There is no defined limit. The amount of data you can store in open indices on a node will depend heavily on the use-case as well as the version of Elasticsearch in use, so it is hard to give a generic answer. When you are dealing with high-density nodes, it often comes down to how much you can optimise heap usage, as this is generally a finite resource. There are a number of things that consume heap in a cluster that is use-case dependent:

  • As described inthis blog post, each shard consumes a certain amount of heap space. Larger shards and segments typically consume less per data volume that smaller shards and segments. How well you can optimise this will therefore have an impact.
  • The mappings used for data can also drive heap usage. text mappings used for free-text search, parent-child relations and nested documents e.g. result in heap usage.
  • You also need to leave some heap for querying. How much depends on what type of queries you run and whether the data nodes also acts as coordinating nodes or not. Frequency and query volume naturally also play into this.

Thanks for your reply.

Below is the extract from the blog you have shared in your post. As per this If I am on ES 5.6.x version with 30G heap with 750 shards with each 25G, then i can roughly store 18TB of index data(time series) as per the recommendations.

Blockquote
TIP: The number of shards you can hold on a node will be proportional to the amount of heap you have available, but there is no fixed limit enforced by Elasticsearch. A good rule-of-thumb is to ensure you keep the number of shards per node below 20 to 25 per GB heap it has configured. A node with a 30GB heap should therefore have a maximum of 600-750 shards, but the further below this limit you can keep it the better. This will generally help the cluster stay in good health.
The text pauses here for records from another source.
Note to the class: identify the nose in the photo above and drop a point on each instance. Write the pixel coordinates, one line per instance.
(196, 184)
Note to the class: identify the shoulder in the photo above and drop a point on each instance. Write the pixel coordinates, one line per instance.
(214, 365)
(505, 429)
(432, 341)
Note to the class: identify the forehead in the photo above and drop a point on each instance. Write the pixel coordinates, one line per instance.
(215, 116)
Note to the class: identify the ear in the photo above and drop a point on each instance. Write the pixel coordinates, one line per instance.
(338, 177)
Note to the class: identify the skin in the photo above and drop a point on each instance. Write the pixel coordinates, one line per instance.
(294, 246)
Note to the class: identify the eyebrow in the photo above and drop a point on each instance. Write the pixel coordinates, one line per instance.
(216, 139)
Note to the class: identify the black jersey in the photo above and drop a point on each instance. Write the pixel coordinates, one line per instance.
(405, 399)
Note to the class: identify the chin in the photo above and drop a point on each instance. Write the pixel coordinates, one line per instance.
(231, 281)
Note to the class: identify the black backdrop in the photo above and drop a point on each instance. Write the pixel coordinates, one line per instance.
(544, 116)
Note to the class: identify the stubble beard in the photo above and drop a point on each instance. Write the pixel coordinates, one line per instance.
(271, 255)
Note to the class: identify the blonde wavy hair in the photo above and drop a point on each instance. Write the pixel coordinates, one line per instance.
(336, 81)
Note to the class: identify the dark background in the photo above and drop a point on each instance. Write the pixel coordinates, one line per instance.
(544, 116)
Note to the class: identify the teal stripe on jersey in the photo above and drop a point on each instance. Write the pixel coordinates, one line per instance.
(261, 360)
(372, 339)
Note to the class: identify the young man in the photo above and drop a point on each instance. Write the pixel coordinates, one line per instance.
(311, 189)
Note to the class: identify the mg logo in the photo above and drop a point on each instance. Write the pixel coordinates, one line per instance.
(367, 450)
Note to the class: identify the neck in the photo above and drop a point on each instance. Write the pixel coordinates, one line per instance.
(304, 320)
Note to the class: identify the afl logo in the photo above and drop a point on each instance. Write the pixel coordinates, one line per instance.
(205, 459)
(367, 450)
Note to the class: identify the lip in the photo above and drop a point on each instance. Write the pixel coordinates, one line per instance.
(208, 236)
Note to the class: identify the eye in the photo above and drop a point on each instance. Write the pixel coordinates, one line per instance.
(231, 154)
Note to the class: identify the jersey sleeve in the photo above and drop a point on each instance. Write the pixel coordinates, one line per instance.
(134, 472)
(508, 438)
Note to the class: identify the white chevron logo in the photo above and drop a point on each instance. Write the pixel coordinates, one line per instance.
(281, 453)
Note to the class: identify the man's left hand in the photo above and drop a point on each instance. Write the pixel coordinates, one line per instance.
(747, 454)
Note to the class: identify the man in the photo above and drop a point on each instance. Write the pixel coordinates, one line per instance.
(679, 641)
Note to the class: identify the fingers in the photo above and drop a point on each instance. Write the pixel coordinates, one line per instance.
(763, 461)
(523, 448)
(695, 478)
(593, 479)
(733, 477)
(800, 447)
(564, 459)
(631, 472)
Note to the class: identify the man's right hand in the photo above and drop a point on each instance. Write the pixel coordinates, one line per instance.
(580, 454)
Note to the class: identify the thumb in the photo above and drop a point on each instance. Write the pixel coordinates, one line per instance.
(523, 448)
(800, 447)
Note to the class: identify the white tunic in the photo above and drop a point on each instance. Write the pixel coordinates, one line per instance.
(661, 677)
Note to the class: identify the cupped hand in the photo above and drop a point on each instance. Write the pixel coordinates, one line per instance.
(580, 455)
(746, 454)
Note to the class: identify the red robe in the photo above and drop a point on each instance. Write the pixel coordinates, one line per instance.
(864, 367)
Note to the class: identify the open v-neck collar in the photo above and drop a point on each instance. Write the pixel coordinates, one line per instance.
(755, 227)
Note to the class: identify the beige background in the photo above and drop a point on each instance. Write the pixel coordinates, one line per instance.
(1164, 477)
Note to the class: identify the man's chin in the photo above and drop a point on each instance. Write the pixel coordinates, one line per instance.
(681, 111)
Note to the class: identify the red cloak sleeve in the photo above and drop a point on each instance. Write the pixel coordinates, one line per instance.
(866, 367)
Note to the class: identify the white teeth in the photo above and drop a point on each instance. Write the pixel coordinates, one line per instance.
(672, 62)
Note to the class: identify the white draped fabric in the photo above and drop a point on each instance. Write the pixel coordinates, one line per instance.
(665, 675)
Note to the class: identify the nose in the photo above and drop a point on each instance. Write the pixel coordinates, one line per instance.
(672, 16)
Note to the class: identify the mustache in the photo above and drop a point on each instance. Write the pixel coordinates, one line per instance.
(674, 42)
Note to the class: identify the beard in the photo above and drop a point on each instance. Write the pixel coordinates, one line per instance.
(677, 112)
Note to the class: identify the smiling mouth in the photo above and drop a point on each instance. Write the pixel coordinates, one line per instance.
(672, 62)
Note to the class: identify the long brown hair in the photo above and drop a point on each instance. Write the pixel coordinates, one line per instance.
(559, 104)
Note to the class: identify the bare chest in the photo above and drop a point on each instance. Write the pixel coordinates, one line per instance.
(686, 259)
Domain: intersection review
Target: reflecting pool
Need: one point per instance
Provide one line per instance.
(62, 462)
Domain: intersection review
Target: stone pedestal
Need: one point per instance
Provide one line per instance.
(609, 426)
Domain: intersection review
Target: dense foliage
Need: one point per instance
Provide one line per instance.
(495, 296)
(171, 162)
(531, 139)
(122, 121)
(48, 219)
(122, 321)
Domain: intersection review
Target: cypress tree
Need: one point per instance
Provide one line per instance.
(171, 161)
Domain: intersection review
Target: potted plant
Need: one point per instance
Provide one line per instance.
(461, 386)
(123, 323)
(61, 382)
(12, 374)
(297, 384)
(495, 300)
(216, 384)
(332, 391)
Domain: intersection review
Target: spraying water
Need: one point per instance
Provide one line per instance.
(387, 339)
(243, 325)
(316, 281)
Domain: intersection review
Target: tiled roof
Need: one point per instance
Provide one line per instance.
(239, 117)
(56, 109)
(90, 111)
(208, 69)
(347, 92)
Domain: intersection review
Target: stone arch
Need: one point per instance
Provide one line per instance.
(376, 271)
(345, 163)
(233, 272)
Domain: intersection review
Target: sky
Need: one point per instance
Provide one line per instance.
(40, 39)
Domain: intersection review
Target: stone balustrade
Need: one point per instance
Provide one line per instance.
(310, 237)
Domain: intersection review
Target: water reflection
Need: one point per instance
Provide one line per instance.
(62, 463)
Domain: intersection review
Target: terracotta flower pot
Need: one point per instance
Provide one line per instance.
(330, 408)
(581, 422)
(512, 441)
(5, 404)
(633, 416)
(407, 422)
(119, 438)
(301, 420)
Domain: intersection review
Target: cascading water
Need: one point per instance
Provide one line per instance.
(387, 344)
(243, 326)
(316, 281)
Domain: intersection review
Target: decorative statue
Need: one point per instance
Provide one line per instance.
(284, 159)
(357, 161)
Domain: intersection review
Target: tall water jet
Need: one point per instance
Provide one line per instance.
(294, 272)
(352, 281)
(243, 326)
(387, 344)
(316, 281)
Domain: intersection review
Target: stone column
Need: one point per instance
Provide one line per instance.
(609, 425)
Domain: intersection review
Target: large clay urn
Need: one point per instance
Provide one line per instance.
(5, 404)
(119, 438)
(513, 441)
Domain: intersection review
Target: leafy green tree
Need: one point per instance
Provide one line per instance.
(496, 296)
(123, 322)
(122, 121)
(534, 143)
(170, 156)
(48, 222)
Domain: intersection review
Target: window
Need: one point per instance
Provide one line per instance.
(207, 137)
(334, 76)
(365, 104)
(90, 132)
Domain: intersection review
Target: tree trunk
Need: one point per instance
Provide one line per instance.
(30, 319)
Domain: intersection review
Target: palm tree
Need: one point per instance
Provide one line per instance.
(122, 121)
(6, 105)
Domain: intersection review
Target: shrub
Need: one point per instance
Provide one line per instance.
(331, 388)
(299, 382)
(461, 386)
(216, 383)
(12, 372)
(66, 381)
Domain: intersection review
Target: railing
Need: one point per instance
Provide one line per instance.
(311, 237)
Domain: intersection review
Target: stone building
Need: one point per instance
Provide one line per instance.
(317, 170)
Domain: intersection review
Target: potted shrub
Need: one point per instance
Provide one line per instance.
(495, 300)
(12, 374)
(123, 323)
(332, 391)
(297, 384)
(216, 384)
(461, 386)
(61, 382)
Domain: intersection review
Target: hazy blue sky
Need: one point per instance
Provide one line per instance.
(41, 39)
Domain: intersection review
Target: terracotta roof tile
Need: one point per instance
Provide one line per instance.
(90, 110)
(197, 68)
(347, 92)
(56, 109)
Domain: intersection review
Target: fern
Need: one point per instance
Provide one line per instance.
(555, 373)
As it depends on the use-case, in the end this is something you will need to test/benchmark. The blog post provide some general guidelines regarding a recommended maximum number of shards on a node. This will depend on your shard size and how much overhead you have, and your real maximum could very well end up being lower. Note that it is not saying that you should be able to have 750 shards irrespective of shard size.